Running 25 epochs on the 5080 gives final test accuracy 79.9%, and avg loss 0.577765. It took 53.7 seconds. Running the same number of epochs on the Ryzen 7 9800X3D took 72.9 seconds (36% faster, 19.2s), for the same 79.9% test accuracy with an effectively same average test loss of 0.575010. And - kudos to Apple's silicon, at least for this relatively small model - running the same 25 epochs on a Macbook Pro M3 w/ 18GB of RAM using the CPU build of pytorch 2.6 via mps, took 53.2 seconds - about the same as the 5080 (actually 0.5s faster, small sample size of 1); the accuracy was 80.1% and a test loss of 0.578824. (A second MPS run took 54.2s.) Ok, and as a likely final update, after I moved back to WSL to check that the uv config updates I made created an environment that works transparently on both MacOS and WSL/Linux - it did, by the way (I just git pulled and then ran jupyter and it brought down the right CUDA enabled version of torch for WSL... I think before I had a nightly of 2.8 and it brought down a nightly of 2.7 I think) - I ran the same code w/ the GPU and it took effectively the same time - here 52.3 seconds for a 79.8% accuracy. Ok, one more... just to see how it'd go w/ more epochs, I ran 100 (compared to 25 before) and after 214s got an accuracy of 84.6%... so the time per epoch stayed the same, as I'd expect. The accuracy was still increasing but clearly was plateauing, as I was only getting 0.1% if that per epoch by the end.  

In [17]:
# how many params?
def count_parameters(model):
    return torch.nn.utils.parameters_to_vector(model.parameters()).numel()

count_parameters(model)

669706

In [20]:
# save weights
torch.save(model.state_dict(), 'model.pth')

In [25]:
# now I can load the weights (I need to execute the code above that defines the NeuralNetwork class, but of course don't need to do the training)
model = NeuralNetwork().to(device)
model.load_state_dict(torch.load('model.pth', weights_only=True))

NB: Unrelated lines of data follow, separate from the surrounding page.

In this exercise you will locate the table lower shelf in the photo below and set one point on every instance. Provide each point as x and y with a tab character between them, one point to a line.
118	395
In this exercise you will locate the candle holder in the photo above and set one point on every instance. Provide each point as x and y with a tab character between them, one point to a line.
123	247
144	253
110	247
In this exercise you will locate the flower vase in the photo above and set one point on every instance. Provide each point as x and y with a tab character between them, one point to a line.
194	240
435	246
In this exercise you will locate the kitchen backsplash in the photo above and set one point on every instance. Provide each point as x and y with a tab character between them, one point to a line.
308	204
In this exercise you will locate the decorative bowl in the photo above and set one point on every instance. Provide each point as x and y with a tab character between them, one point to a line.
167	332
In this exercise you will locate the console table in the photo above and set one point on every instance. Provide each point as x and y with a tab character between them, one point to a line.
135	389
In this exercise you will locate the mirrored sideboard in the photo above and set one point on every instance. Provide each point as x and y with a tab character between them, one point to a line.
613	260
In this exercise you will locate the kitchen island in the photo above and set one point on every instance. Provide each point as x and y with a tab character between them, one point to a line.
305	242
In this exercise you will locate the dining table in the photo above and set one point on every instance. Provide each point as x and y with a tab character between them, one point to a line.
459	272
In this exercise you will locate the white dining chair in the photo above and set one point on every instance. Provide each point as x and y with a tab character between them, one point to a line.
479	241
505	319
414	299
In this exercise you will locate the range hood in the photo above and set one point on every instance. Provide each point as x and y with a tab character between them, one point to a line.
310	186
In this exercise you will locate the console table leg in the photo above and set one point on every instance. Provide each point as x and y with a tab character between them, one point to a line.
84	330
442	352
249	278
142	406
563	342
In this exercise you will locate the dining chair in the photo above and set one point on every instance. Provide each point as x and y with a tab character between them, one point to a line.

<All keys matched successfully>

For future reference, just noting that from a quick chat w/ ChatGPT, it sounds like 30-40% increase is in the normal range for small models (without a ton of parameters) and/or with simpler models (with fewer layers), both of which I think apply here. Some top-of-ChatGPT-mind things I can do to see about increasing performance more include:

- Try larger batch sizes, which can better leverage GPU parallelism, weighing against 'model convergence and generalization performance' considerations.
- Consider more complex model architectures which if done right will give better model performance while showing a bigger difference between GPU and CPU performance (because there's more that can be parallelized).
- Sometimes 'preloading datasets into GPU memory' can 'minimize CPU/GPU data transfer'.